Already slight and small, Arthur had been diagnosed with stomach cancer, in a location that demanded total gastrectomy. He was a "whatever-you-say-Doc" sort of guy, but his wife was literally beside herself. Vibrating in such a way as to appear to be two people must be how the "beside herself" expression came to be. That's what she was doing. "How can he live like that? He'll starve to death!! Look at him!! How can I feed him? What can he eat? I can't cook like that. What'll I do? What'll I do?" It's certainly reasonable to be shocked at the idea of an absent stomach, but she was letting my words bounce off without sticking: I was telling her I thought he'd be able to eat whatever he wanted, maybe in smaller portions. There was no special diet. No instructions. He should eat whatever sounds good to him, and we can see how it all works out. Boing, boing, my words came back un-received. She was as refractory to input as a crashed hard-drive. But there wasn't much choice; and as our meetings continued, I managed -- calling upon my greatest communication skills -- to lower the vibratory amplitude. Calm, such as it was, prevailed.
The operation went fine, despite finding that the tumor had grown directly into the left lobe of the liver, requiring that I take the whole stomach and a pie-slice of liver as well. Arthur made an uneventful recovery, and was ready for discharge in a few days. I stopped by his room for a final goodbye, to find his wife -- who'd relaxed a bit until then -- wide-eyed and pale-faced, vibrating anew as a dietician instructed her on a "gastrectomy diet." WTF?? Who requested that consult? Delicately as possible, I invited the dietician to join me in the hall, where I explained that this was exactly what the woman did NOT need; I'd take care of the dietary management myself. Had anyone requested the visit? No, she said. She'd just noted that the man had had a gastrectomy, and had taken it upon herself -- per some protocol or other -- to make the connection. I explained the peculiarity of the situation, to which she smiled nicely, and returned to the room and took up where she'd left off, as Mrs. Arthur levitated to the ceiling.
It may not be a surprise to regular readers here that this event sat uncomfortably with me. For now, suffice it to say there were communications. It's my opinion that there are lots of very useful services provided by many professionals attached to a hospital. And they should be used. When invited.

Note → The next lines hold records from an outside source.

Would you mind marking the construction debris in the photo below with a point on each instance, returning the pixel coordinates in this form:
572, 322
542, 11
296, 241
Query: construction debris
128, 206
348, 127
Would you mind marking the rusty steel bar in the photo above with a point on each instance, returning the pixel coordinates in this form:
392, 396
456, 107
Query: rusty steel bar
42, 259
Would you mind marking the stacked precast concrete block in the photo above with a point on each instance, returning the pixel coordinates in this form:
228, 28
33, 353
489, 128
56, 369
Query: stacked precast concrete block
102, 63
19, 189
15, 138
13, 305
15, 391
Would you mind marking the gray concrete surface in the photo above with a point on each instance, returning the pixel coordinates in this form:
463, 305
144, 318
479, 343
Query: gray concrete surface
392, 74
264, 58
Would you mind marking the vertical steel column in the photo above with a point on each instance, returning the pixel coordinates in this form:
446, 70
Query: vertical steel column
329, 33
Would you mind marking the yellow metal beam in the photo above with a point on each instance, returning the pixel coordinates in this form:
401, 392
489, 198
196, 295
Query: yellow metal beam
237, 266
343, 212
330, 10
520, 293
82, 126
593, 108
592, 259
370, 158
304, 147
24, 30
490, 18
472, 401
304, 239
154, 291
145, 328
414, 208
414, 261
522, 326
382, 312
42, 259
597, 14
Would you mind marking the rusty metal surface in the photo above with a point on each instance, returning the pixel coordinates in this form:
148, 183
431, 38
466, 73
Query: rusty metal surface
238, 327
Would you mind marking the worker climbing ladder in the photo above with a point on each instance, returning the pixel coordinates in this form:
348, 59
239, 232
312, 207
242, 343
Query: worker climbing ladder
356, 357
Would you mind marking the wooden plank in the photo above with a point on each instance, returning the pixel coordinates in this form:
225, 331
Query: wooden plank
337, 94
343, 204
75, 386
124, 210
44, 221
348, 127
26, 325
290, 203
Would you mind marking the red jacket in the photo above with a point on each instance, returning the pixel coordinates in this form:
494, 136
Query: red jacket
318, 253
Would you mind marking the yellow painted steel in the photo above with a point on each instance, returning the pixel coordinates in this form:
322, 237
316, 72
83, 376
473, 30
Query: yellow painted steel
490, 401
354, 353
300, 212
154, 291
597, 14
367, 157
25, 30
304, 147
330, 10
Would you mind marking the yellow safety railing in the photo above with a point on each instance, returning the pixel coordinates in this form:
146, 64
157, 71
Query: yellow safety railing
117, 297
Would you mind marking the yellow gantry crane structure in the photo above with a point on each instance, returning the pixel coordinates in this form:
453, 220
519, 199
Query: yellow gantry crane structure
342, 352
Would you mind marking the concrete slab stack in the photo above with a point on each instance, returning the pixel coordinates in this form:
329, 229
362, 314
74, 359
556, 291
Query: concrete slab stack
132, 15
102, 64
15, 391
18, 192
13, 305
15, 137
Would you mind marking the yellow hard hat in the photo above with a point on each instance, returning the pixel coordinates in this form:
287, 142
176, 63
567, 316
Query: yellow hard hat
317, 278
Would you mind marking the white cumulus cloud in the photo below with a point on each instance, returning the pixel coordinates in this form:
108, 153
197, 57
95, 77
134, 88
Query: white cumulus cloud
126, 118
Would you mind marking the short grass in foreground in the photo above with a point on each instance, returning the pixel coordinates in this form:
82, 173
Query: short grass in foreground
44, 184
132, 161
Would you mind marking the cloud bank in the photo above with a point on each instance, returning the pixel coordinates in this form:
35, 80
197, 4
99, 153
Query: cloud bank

Well, I managed figuratively to hose Mrs down. And how did Arthur do with his extensive cancer and large treatment? Two answers: first, about ten years later I took his gallbladder out. Second: around a year after the gastrectomy, my wife and I were eating at a local steak joint. Couple of tables away was Arthur chowing down on a nice New York strip (medium rare, I'd say) and a baked potato, as his wife, calm and cool, did likewise. They had dessert, too.